COLUMN: Republicans should take advantage of opportunity; will not get another soon


A second chance.

That was the common theme among victorious Republicans on Tuesday night.

It first came from Senator-elect Marco Rubio, R-Fla., who said in his victory speech the Republican wave across the country that catapulted the GOP into the majority in the U.S. House, cut the Democratic majority in the U.S. Senate in half, and saw numerous gubernatorial and statewide races go for the GOP was “not an embrace of the Republican Party but a second chance.”

It is a chance that must not be squandered because, as demonstrated by Tuesday night, the American voting public can be very unforgiving at the polls.

The sentiment was echoed soon by John Boehner and Eric Cantor, the next speaker of the House and House majority leader respectively.

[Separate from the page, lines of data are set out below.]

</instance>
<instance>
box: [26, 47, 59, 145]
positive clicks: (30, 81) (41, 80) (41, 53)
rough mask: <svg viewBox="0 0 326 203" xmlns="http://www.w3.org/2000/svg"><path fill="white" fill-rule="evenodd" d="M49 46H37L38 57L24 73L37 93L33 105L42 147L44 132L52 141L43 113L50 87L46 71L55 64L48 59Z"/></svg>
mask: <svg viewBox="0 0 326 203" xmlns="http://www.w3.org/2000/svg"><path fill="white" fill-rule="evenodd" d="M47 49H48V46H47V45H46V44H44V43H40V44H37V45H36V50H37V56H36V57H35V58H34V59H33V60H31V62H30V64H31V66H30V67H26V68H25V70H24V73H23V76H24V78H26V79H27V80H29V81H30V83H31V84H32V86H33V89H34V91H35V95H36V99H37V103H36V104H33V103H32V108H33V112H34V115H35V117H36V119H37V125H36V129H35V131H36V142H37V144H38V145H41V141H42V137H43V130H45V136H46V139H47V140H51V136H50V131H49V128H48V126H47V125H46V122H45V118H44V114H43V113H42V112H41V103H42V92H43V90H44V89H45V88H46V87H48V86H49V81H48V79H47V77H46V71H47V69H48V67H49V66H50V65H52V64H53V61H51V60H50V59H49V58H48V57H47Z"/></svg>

This is second chance is not the time to go back to being the same old Republican Party.

This is not the time for the Republican Party that had former Rep. Tom DeLay, R-Texas, be forced to step down as House majority leader in 2005 and resign from Congress in 2006 because of indictments on corruption and money laundering.

This cannot be the Republican Party where “no” is the answer they will give to President Barack Obama and the Democrats.

This cannot be the Republican Party where the filibuster is threatened for any piece of Democratic legislation in the Senate.

This needs to be a Republican Party that while not letting the “tea party”-backed candidates such as Rubio, and Senators-elect Rand Paul of Kentucky and Kelly Ayotte of New Hampshire overrun the caucus, they must at least give them a seat at the table.

While the tea party may seem like a bunch of crazy nut-jobs, they do one that is important to every politician: They vote.

Two incumbent Republican senators, Bob Bennett of Utah and Lisa Murkowski of Alaska, were defeated by tea party-backed candidates in primaries and lost re-nomination.

Three races saw the tea party-backed candidate — Sharron Angle in Nevada, Christine O’Donnell in Delaware and Ken Buck in Colorado — defeat the preferred candidate of the National Republican Senatorial Committee.

The Republican Party was declared dead by many after election night 2008 and the “second chance” that the party has been given is nothing short of a miracle.

I know everybody is now thinking about defeating Obama in 2012, but just do not waste this second chance.

Because there will not be a third one.